Savoga

Naive Bayes


The Naive Bayes classifier is a Bayes classifier that assumes independence of features (naive).

It is entirely based on the Bayes formula:

\[\mathbb{P}(\theta | X) = \frac{\mathbb{P}(\theta)\mathbb{P}(X | \theta)}{\mathbb{P}(X)}\]

where: $\theta$ = class or label (= parameter)

In practice, we don’t compute the denominator term that does not depend on the class and more used as a normalization term:

To classify, we need to find the class that maximizes the posterior probability.

Example (spam detector):

hello you -> spam

absence -> no spam

you lost -> spam

meeting late -> no spam

“my meeting” –> spam?

Let us define the following variables:

  • $\text{count}(w)_{\theta=c}$ is the count of a word for a specific class.

  • $N_{\theta=c}$ is the number of words belonging to a specific class in the whole corpus (training set).

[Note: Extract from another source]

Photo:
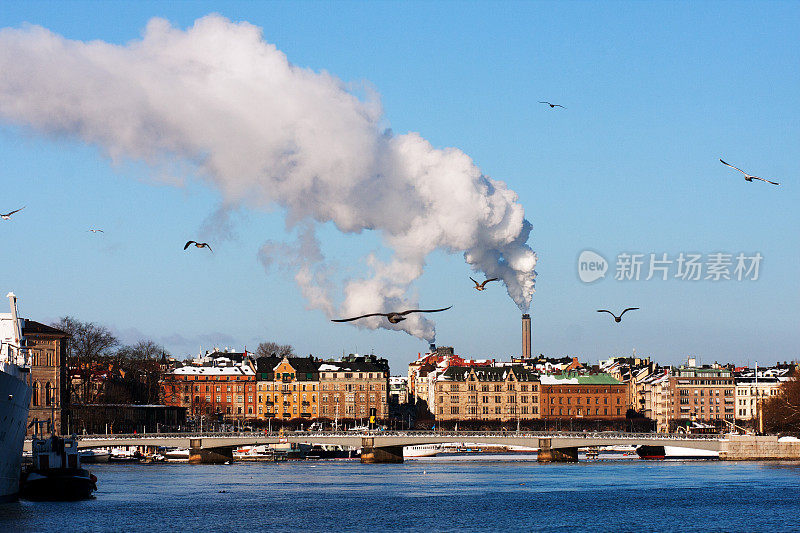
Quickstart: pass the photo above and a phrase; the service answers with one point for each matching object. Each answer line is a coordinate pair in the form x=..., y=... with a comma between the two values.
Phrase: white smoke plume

  • $N$ is the number of words in the whole corpus.

$\theta$ = spam

\[\begin{align*} \text{prior} &= \mathbb{P}(\theta = \text{spam}) \\ &= \frac{N_{\theta = \text{spam}}}{N} \\ &= \frac{4}{7} \end{align*}\] \[\begin{align*} \text{likelihood} &= \mathbb{P}(X = "my~meeting" | \theta = \text{spam}) \\ &= \prod_{w \in "my~meeting"} \frac{\text{count}(w)_{\theta=\text{spam}}+1}{N_{\theta=\text{spam}} +N} \\ &= \frac{0+1}{4+7}\frac{0+1}{4+7} \\ &= \frac{1}{121} \end{align*}\]

Thus:

\[\begin{align*} \text{posterior} &= \mathbb{P}(\theta = \text{spam} | X = "my~meeting") \\ &\propto \mathbb{P}(\theta = \text{spam})\mathbb{P}(X = "my~meeting" | \theta = \text{spam}) \\ &= \frac{4}{7}\frac{1}{121} \\ &\approx 0.00471 \end{align*}\]

$\theta$ = no spam

\[\begin{align*} \text{prior} &= \mathbb{P}(\theta = \text{no spam}) \\ &= \frac{N_{\theta = \text{no spam}}}{N} \\ &= \frac{3}{7} \end{align*}\] \[\begin{align*} \text{likelihood} &= \mathbb{P}(X = "my~meeting" | \theta = \text{no spam}) \\ &= \prod_{w \in "my~meeting"} \frac{\text{count}(w)_{\theta=\text{no spam}}+1}{N_{\theta=\text{no spam}} +N} \\ &= \frac{0+1}{4+7}\frac{1+1}{4+7} \\ &= \frac{2}{121} \end{align*}\]

Thus:

\[\begin{align*} \text{posterior} &= \mathbb{P}(\theta = \text{no spam} | X = "my~meeting") \\ &\propto \mathbb{P}(\theta = \text{no spam})\mathbb{P}(X = "my~meeting" | \theta = \text{no spam}) \\ &= \frac{3}{7}\frac{2}{121} \\ &\approx 0.00712 \end{align*}\]

$\theta = \text{no spam}$ maximizes the posterior probability.

Note: we use $+1$ and $+N$ in the likelihood since we don’t want probabilities for words we haven’t seen to be zero, otherwise they will set the whole product in the likelihood to be zero. See additive smoothing.

The Naive Bayes classifier is often used as a benchmark because it’s a simple classifier to compute and it gives good results.